Revealing further details, the World Bank said that VAT on imported goods, which accounts for 44.3% of net VAT revenue, will be charged in foreign currency from 2021 to 2023, while 40% of the total CIT revenue collected by the Federation % was paid in domestic exchange. Same period.
“The implied lost revenue estimated from the exchange premium is even greater than the PMS subsidy, highlighting the importance of maintaining a uniform exchange rate,” the World Bank said.
“In 2022, when the cost of PMS subsidy reached 4.5 trillion naira (equivalent to 2.2% of gross domestic product), the lost revenue generated by the large parallel interest premium amounted to 6.2 trillion naira, equivalent to 3%. Estimated” of GDP.
“4.5 trillion naira of foreign exchange revenue is lost from gross oil revenue and 1.7 trillion naira of foreign exchange revenue is lost from non-oil tax revenue.
“These findings show that currency centralization reform not only addresses distortions in the currency market and the real economy, but also has a significant impact on restoring fiscal space.”
“Maintaining a unified exchange rate”
The World Bank called on the government to maintain a uniform exchange rate to eliminate major distortions imposed by the previous government and benefit the economy.
“It is essential from a fiscal perspective that Nigeria maintains the harmonized exchange rate that it has achieved since February 2024,” the Bretton Woods institution said.
“In addition to expected huge fiscal benefits, exchange rate reform will help the economy by removing major distortions imposed by the previous government, including distorting the competitive environment in favor of importers with preferential access to foreign exchange.
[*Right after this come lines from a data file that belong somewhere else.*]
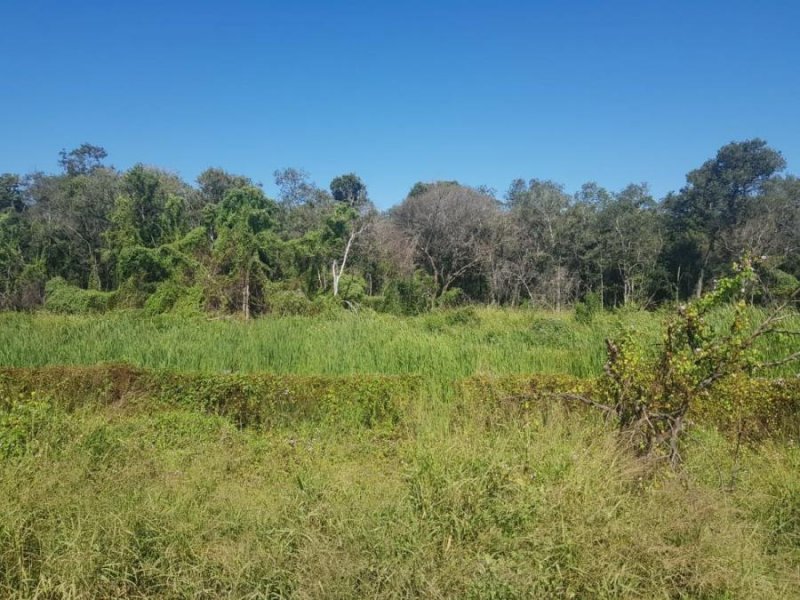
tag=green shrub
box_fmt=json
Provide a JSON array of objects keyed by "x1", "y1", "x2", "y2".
[
  {"x1": 437, "y1": 288, "x2": 467, "y2": 308},
  {"x1": 44, "y1": 277, "x2": 116, "y2": 314},
  {"x1": 575, "y1": 292, "x2": 603, "y2": 324},
  {"x1": 385, "y1": 271, "x2": 436, "y2": 315},
  {"x1": 266, "y1": 290, "x2": 315, "y2": 316}
]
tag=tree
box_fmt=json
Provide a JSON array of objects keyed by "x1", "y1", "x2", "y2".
[
  {"x1": 506, "y1": 179, "x2": 582, "y2": 310},
  {"x1": 597, "y1": 184, "x2": 663, "y2": 305},
  {"x1": 391, "y1": 183, "x2": 499, "y2": 297},
  {"x1": 330, "y1": 173, "x2": 369, "y2": 209},
  {"x1": 213, "y1": 186, "x2": 277, "y2": 319},
  {"x1": 197, "y1": 167, "x2": 253, "y2": 204},
  {"x1": 58, "y1": 144, "x2": 108, "y2": 177},
  {"x1": 0, "y1": 173, "x2": 25, "y2": 212},
  {"x1": 665, "y1": 138, "x2": 786, "y2": 297}
]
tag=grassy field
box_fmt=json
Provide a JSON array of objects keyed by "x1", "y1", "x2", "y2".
[
  {"x1": 0, "y1": 309, "x2": 800, "y2": 381},
  {"x1": 0, "y1": 309, "x2": 800, "y2": 599}
]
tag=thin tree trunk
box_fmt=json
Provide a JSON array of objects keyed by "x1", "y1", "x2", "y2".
[{"x1": 242, "y1": 268, "x2": 250, "y2": 320}]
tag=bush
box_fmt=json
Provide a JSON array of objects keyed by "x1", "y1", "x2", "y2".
[
  {"x1": 438, "y1": 288, "x2": 467, "y2": 308},
  {"x1": 44, "y1": 277, "x2": 116, "y2": 314},
  {"x1": 266, "y1": 290, "x2": 315, "y2": 316},
  {"x1": 385, "y1": 271, "x2": 436, "y2": 315},
  {"x1": 575, "y1": 292, "x2": 603, "y2": 324}
]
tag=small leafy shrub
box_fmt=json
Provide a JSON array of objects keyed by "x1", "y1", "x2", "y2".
[
  {"x1": 583, "y1": 259, "x2": 800, "y2": 465},
  {"x1": 266, "y1": 290, "x2": 315, "y2": 316},
  {"x1": 438, "y1": 288, "x2": 467, "y2": 308},
  {"x1": 44, "y1": 277, "x2": 116, "y2": 314},
  {"x1": 339, "y1": 273, "x2": 367, "y2": 303},
  {"x1": 575, "y1": 292, "x2": 603, "y2": 324},
  {"x1": 144, "y1": 279, "x2": 185, "y2": 315},
  {"x1": 385, "y1": 271, "x2": 436, "y2": 315},
  {"x1": 530, "y1": 317, "x2": 575, "y2": 348},
  {"x1": 0, "y1": 392, "x2": 58, "y2": 458}
]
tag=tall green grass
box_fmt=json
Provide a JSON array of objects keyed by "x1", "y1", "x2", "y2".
[
  {"x1": 6, "y1": 308, "x2": 800, "y2": 382},
  {"x1": 0, "y1": 309, "x2": 658, "y2": 379}
]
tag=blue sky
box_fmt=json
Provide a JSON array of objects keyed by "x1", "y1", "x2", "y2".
[{"x1": 0, "y1": 0, "x2": 800, "y2": 208}]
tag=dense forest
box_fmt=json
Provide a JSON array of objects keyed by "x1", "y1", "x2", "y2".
[{"x1": 0, "y1": 139, "x2": 800, "y2": 317}]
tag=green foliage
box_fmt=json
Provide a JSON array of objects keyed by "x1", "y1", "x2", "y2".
[
  {"x1": 594, "y1": 259, "x2": 796, "y2": 464},
  {"x1": 0, "y1": 390, "x2": 60, "y2": 459},
  {"x1": 44, "y1": 277, "x2": 116, "y2": 315},
  {"x1": 575, "y1": 292, "x2": 603, "y2": 325},
  {"x1": 267, "y1": 290, "x2": 316, "y2": 317},
  {"x1": 0, "y1": 380, "x2": 800, "y2": 600},
  {"x1": 385, "y1": 271, "x2": 436, "y2": 315},
  {"x1": 436, "y1": 287, "x2": 467, "y2": 308}
]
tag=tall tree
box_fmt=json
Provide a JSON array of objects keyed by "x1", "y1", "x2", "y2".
[
  {"x1": 331, "y1": 173, "x2": 369, "y2": 209},
  {"x1": 58, "y1": 144, "x2": 108, "y2": 177},
  {"x1": 665, "y1": 138, "x2": 786, "y2": 297},
  {"x1": 392, "y1": 183, "x2": 499, "y2": 296}
]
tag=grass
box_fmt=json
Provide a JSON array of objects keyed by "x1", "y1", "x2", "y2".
[
  {"x1": 0, "y1": 309, "x2": 800, "y2": 600},
  {"x1": 0, "y1": 309, "x2": 658, "y2": 380},
  {"x1": 0, "y1": 394, "x2": 800, "y2": 598}
]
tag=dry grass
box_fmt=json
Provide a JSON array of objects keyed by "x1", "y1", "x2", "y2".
[{"x1": 0, "y1": 392, "x2": 800, "y2": 598}]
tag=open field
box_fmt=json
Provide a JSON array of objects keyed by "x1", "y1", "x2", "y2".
[
  {"x1": 0, "y1": 308, "x2": 800, "y2": 382},
  {"x1": 0, "y1": 309, "x2": 800, "y2": 598},
  {"x1": 0, "y1": 382, "x2": 800, "y2": 598}
]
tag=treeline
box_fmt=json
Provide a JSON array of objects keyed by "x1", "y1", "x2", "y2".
[{"x1": 0, "y1": 139, "x2": 800, "y2": 317}]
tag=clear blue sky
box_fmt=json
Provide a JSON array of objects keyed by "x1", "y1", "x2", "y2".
[{"x1": 0, "y1": 0, "x2": 800, "y2": 207}]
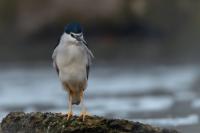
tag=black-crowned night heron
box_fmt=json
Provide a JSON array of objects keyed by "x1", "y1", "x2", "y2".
[{"x1": 52, "y1": 23, "x2": 93, "y2": 120}]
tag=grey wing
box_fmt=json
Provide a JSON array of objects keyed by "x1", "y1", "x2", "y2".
[
  {"x1": 52, "y1": 47, "x2": 59, "y2": 74},
  {"x1": 86, "y1": 65, "x2": 90, "y2": 79},
  {"x1": 86, "y1": 46, "x2": 94, "y2": 79}
]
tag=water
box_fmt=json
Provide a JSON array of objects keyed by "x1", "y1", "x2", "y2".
[{"x1": 0, "y1": 65, "x2": 200, "y2": 133}]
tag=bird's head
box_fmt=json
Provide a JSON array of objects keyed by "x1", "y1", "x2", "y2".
[{"x1": 64, "y1": 23, "x2": 86, "y2": 44}]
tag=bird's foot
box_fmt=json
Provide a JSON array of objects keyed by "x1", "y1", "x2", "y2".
[
  {"x1": 79, "y1": 111, "x2": 90, "y2": 121},
  {"x1": 67, "y1": 111, "x2": 73, "y2": 120}
]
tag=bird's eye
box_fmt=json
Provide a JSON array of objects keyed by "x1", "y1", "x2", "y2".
[{"x1": 70, "y1": 33, "x2": 75, "y2": 38}]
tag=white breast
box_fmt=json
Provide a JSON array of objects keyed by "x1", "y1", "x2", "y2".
[{"x1": 56, "y1": 44, "x2": 88, "y2": 81}]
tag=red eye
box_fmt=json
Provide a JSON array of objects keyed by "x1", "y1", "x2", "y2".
[{"x1": 70, "y1": 33, "x2": 75, "y2": 38}]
It should be noted that exports are also expected to bring benefits, making exports more difficult and less profitable and encouraging rent-seeking and illegal activities.
“Focused on transparently supporting market liquidity and price discovery.”
The World Bank also urged governments to concentrate foreign exchange trading on official markets and ease remaining restrictions to channel oil-related inflows into the market.